Fitch Ratings has today affirmed Tata Projects Limited's (TPL) National Long-term rating at 'AA-(ind)' (AA minus(ind)). The Outlook is Stable. Fitch has also affirmed the 'AA-(ind)' (AA minus(ind)) ratings assigned to its INR337.5m partly-convertible debenture (PCD) issue and INR600m cash credit limits, as well as the 'F1+(ind)' ratings assigned to its INR300m commercial paper programme (CP) and INR17,500m non-fund-based limits. At the same time, Fitch has assigned a rating of 'AA-(ind)' (AA minus(ind)) to TPL's additional short-term fund based limits aggregating INR150m, and a rating of 'F1+(ind)' to its additional INR750m non-fund based limits.
TPL's ratings continue to reflect its established market position (especially in the thermal power plant segment), its strong order book position (around 6.3x FY08 revenues), strong credit metrics and support from the Tata group companies. The company secured a INR28bn project from Andhra Pradesh Power Development Company in February 2009, which has helped increase the order book position to INR86bn. At 9M09, the company demonstrated efficient working capital management by utilising advances from customers to fund growth, thereby maintaining its consistently low financial leverage. In Q409, the company expects INR3.3bn as a mobilisation advance from its recently acquired project, which will add to the company's operating cash flow and help the company maintain a high level of liquidity. TPL is a Tata Group company and has strong linkage with the Tata group companies.
The factors constraining the ratings are project concentration and low margins. The top three projects account for over 64% of the order book. The scale of the projects in hand has increased significantly, posing higher execution risk. The agency notes that TPL has a strong track record in execution of these projects, and a majority of its projects are in the power sector, where the capex cycle remains strong. TPL has thin margins as most of its work is sub-contracted; however, the company expects to improve its margins in the future by entering into higher margin contracts. With significant execution risk and long project gestation periods, timely execution would remain a key to maintaining profitability in the short-to -medium-term. EBITDA margins consistently below 3%, weakening of group support and/or sustained Net debt/EBITDA above 2.0x could potentially act as negative triggers for the rating.

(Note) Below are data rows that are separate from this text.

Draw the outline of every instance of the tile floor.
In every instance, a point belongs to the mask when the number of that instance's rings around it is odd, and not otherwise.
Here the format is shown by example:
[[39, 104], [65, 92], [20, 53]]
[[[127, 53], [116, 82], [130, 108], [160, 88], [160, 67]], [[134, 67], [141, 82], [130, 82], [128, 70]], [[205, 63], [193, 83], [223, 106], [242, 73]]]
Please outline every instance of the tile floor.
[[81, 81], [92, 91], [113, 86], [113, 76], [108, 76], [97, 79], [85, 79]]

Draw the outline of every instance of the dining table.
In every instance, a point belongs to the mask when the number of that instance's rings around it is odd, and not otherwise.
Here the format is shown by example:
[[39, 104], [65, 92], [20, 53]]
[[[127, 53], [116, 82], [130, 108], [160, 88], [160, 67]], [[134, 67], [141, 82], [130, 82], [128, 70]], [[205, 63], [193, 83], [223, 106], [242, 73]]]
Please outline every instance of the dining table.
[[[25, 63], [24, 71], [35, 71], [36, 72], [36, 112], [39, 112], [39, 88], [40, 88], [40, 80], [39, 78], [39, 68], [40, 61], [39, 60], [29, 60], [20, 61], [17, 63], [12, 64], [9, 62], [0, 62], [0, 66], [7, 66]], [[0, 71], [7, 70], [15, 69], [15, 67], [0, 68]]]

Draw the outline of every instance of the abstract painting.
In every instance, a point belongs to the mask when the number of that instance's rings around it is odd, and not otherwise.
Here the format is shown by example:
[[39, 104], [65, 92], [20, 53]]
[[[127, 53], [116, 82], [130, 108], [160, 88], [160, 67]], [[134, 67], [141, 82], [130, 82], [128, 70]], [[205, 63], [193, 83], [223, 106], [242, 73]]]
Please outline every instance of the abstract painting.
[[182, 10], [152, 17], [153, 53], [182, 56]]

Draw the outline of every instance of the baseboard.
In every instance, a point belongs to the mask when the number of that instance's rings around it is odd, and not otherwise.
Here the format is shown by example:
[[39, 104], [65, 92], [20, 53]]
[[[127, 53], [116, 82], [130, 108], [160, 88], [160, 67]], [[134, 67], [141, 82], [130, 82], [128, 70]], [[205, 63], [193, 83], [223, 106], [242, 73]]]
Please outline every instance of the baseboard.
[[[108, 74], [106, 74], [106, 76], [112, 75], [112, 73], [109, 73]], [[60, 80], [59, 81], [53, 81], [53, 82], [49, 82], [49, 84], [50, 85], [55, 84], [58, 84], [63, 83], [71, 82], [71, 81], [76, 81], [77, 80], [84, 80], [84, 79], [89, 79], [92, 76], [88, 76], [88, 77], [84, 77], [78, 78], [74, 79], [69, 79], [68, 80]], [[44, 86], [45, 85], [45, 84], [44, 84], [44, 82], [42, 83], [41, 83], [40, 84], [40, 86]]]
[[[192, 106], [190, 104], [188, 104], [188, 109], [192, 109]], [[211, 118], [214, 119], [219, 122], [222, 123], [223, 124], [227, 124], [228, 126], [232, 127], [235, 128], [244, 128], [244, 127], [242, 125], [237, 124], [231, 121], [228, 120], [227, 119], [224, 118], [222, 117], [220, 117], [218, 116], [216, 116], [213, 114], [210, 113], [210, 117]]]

TPL started operations in 1979 and has grown to be a leading power sector construction company. TPL has several strategic business units. In 9M09, the company registered revenues of INR10,924m, EBITDA of INR443m and net profit of INR184m. The company has maintained low financial leverage, with total debt of INR693m and cash balance of INR564m at end-December 2008.
Note to editors: Fitch's National ratings provide a relative measure of creditworthiness for rated entities in countries with relatively low international sovereign ratings and where there is demand for such ratings. The best risk within a country is rated 'AAA' and other credits are rated only relative to this risk. National ratings are designed for use mainly by local investors in local markets and are signified by the addition of an identifier for the country concerned, such as 'AAA(ind)' for National ratings in India. Specific letter grades are not therefore internationally comparable.